An illustration of the possible electrical wiring of a $1000$-qubit chip. The QPU (right) combines an ion-trap integrated circuit with integrated capacitors and switches and requires a footprint of $8\mathrm{mm}\times 22\mathrm{mm}$ (excluding interconnects). The QPU is controlled using approximately $200$ electrical inputs, delivered from approximately $200$ off-chip sources via wire bonds.

Figure 15

An extended 1D swap waveform. If there are four qubits (two green and two red) at $t=0$, the green qubits undergo a swap, while the red qubits remain stationary. Alternatively, we can think of it as a two-qubit swap waveform: if there are two qubits in green locations at $t=0$, they undergo a swap, while if the qubits are initially at red locations, they remain stationary.

Figure 16

The single-switch implementation of parallel digital control.

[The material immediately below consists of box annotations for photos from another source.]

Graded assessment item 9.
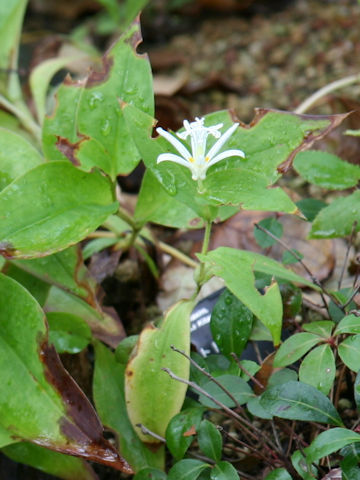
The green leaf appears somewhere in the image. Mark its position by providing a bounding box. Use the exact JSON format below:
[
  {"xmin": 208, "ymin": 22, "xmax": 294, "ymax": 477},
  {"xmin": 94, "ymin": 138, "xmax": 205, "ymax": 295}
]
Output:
[
  {"xmin": 46, "ymin": 312, "xmax": 91, "ymax": 353},
  {"xmin": 197, "ymin": 420, "xmax": 223, "ymax": 462},
  {"xmin": 115, "ymin": 335, "xmax": 139, "ymax": 365},
  {"xmin": 260, "ymin": 381, "xmax": 342, "ymax": 425},
  {"xmin": 254, "ymin": 217, "xmax": 283, "ymax": 248},
  {"xmin": 44, "ymin": 287, "xmax": 125, "ymax": 348},
  {"xmin": 2, "ymin": 442, "xmax": 96, "ymax": 480},
  {"xmin": 210, "ymin": 462, "xmax": 240, "ymax": 480},
  {"xmin": 334, "ymin": 314, "xmax": 360, "ymax": 335},
  {"xmin": 133, "ymin": 467, "xmax": 167, "ymax": 480},
  {"xmin": 199, "ymin": 375, "xmax": 254, "ymax": 408},
  {"xmin": 43, "ymin": 22, "xmax": 154, "ymax": 179},
  {"xmin": 296, "ymin": 198, "xmax": 327, "ymax": 222},
  {"xmin": 168, "ymin": 458, "xmax": 210, "ymax": 480},
  {"xmin": 0, "ymin": 127, "xmax": 43, "ymax": 191},
  {"xmin": 294, "ymin": 150, "xmax": 360, "ymax": 190},
  {"xmin": 274, "ymin": 332, "xmax": 322, "ymax": 367},
  {"xmin": 12, "ymin": 246, "xmax": 95, "ymax": 303},
  {"xmin": 299, "ymin": 345, "xmax": 336, "ymax": 395},
  {"xmin": 309, "ymin": 190, "xmax": 360, "ymax": 238},
  {"xmin": 165, "ymin": 408, "xmax": 204, "ymax": 460},
  {"xmin": 265, "ymin": 468, "xmax": 291, "ymax": 480},
  {"xmin": 210, "ymin": 289, "xmax": 254, "ymax": 355},
  {"xmin": 246, "ymin": 396, "xmax": 273, "ymax": 420},
  {"xmin": 302, "ymin": 320, "xmax": 335, "ymax": 339},
  {"xmin": 305, "ymin": 428, "xmax": 360, "ymax": 463},
  {"xmin": 0, "ymin": 275, "xmax": 130, "ymax": 472},
  {"xmin": 125, "ymin": 301, "xmax": 194, "ymax": 442},
  {"xmin": 0, "ymin": 162, "xmax": 118, "ymax": 258},
  {"xmin": 0, "ymin": 0, "xmax": 27, "ymax": 98},
  {"xmin": 93, "ymin": 342, "xmax": 164, "ymax": 472},
  {"xmin": 29, "ymin": 54, "xmax": 85, "ymax": 124},
  {"xmin": 338, "ymin": 335, "xmax": 360, "ymax": 372}
]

Initially, two qubits (black) are trapped in two separate zones using two separate waveforms. The initial wells are evolved into double wells in every zone (1a), while local switches $s_i$ are used to select if the qubit in zone $i$ is pushed into the left or the right well (1b), thus selecting if the qubits will undergo a swap once the extended 1D waveform is applied. Steps (1a) and (1b) can be executed simultaneously or sequentially, in any order.